TNO loste dat probleem op door voor talrijke beleidsscenario’s alvast de grondwaterstand te berekenen, nog voor iemand er om vroeg. Wat gebeurt er als we het waterpeil in de Drentse beken verhogen? En wat als we een grondwateronttrekking plaatsen of de drainage uitzetten? De antwoorden zijn al bekend en liggen geduldig in een database te wachten totdat een waterschap of provincie er gebruik van wil maken. De kans dat er dan nog discussie over ontstaat tussen beleidsmedewerkers, is niet zo groot.

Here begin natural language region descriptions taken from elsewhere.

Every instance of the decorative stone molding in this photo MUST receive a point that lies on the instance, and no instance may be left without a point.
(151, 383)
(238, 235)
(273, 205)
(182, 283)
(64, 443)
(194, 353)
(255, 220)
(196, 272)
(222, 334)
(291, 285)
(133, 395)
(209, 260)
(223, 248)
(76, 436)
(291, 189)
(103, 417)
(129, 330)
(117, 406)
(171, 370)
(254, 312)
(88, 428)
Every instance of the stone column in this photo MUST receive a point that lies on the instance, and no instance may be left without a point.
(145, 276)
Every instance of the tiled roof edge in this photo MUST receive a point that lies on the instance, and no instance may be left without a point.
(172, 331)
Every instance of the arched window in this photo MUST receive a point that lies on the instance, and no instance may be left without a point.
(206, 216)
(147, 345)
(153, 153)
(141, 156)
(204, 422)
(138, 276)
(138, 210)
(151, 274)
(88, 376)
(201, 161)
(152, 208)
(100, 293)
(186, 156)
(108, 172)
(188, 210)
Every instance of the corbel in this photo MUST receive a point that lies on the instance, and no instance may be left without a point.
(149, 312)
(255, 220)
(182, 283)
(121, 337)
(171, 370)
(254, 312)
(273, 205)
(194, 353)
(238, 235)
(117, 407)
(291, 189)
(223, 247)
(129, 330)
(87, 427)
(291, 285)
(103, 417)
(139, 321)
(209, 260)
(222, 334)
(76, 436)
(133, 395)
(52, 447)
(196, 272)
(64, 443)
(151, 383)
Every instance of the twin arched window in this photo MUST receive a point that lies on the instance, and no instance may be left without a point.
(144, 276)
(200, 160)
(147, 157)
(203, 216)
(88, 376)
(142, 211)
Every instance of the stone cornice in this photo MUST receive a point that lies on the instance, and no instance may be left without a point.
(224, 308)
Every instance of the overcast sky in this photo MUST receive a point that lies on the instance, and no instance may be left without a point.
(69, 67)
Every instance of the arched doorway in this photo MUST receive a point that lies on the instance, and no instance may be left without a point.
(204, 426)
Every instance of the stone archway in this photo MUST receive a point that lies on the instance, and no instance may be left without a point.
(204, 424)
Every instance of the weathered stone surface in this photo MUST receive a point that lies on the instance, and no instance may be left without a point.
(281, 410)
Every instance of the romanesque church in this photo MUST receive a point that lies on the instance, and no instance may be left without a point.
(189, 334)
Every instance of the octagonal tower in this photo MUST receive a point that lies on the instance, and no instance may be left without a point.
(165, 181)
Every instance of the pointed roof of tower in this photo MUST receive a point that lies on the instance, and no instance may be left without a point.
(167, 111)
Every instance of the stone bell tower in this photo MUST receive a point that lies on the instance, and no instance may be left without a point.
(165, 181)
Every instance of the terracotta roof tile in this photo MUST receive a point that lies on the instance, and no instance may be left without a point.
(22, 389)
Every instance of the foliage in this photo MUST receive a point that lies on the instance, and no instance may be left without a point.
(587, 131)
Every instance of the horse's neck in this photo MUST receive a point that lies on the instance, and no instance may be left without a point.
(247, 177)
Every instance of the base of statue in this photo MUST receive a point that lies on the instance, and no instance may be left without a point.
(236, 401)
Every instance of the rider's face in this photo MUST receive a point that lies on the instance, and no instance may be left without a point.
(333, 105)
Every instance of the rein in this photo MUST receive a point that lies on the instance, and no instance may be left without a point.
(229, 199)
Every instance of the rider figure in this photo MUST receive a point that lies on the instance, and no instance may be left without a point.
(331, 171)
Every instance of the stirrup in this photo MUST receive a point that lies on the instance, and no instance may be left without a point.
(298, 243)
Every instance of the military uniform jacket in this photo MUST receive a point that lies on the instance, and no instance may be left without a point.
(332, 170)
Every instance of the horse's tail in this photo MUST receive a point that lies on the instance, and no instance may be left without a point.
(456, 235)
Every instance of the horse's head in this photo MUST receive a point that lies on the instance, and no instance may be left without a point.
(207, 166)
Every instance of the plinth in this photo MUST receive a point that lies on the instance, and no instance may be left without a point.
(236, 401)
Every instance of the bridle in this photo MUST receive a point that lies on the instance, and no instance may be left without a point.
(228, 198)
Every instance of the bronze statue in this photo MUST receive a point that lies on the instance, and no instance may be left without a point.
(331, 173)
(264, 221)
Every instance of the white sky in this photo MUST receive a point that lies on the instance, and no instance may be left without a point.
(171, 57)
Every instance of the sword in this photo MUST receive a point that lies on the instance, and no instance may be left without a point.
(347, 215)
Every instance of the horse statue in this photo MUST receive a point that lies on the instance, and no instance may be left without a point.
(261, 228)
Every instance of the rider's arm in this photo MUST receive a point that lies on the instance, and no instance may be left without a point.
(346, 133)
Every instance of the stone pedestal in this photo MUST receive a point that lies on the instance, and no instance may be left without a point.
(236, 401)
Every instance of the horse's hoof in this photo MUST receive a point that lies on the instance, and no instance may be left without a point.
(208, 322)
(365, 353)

Bij de ontwikkeling van het gezamenlijke grondwatermodel van Noord-Nederland waren alle overheden namelijk zelf betrokken. Zo intensief, aldus projectleider Bennie Minnema, dat ze zich ‘geestelijk eigenaar’ mogen noemen. Niet eerder maakte hij mee dat ambtenaren zelf inhoudelijk meebeslissen tijdens de bouw van het model, in plaats van alleen de grondwaterspecialisten. “Een gouden formule,” noemt hij dat achteraf, “want omdat we nu allemaal hetzelfde model gebruiken, behoren discussies over ons rekenwerk nu definitief tot het verleden.”

 

Nu het grondwatermodel is opgeleverd gaat Rinke van Veen er snel mee aan de slag. Hij is erg benieuwd wat er langs de Drentse Aa gebeurt als hij het waterpeil van de beek een halve meter verhoogt om hem opnieuw te laten meanderen. Worden de landbouwpercelen te nat om te blijven boeren, zodat de provincie ze moet aankopen? Of kan hij een grondwaterwaterpeil vinden waarbij landbouw en natuur naast elkaar kunnen gedijen? Van Veen: “In één dag kan ik daar nu achter komen”. Maar hij is straks bij lange na niet de enige beleidsmedewerker die zelf achter de knoppen zit, aldus Minnema: “Als we straks klaar zijn met Twente, Gelderland en Limburg hebben we voor heel Oost-Nederland een grondwatermodel.”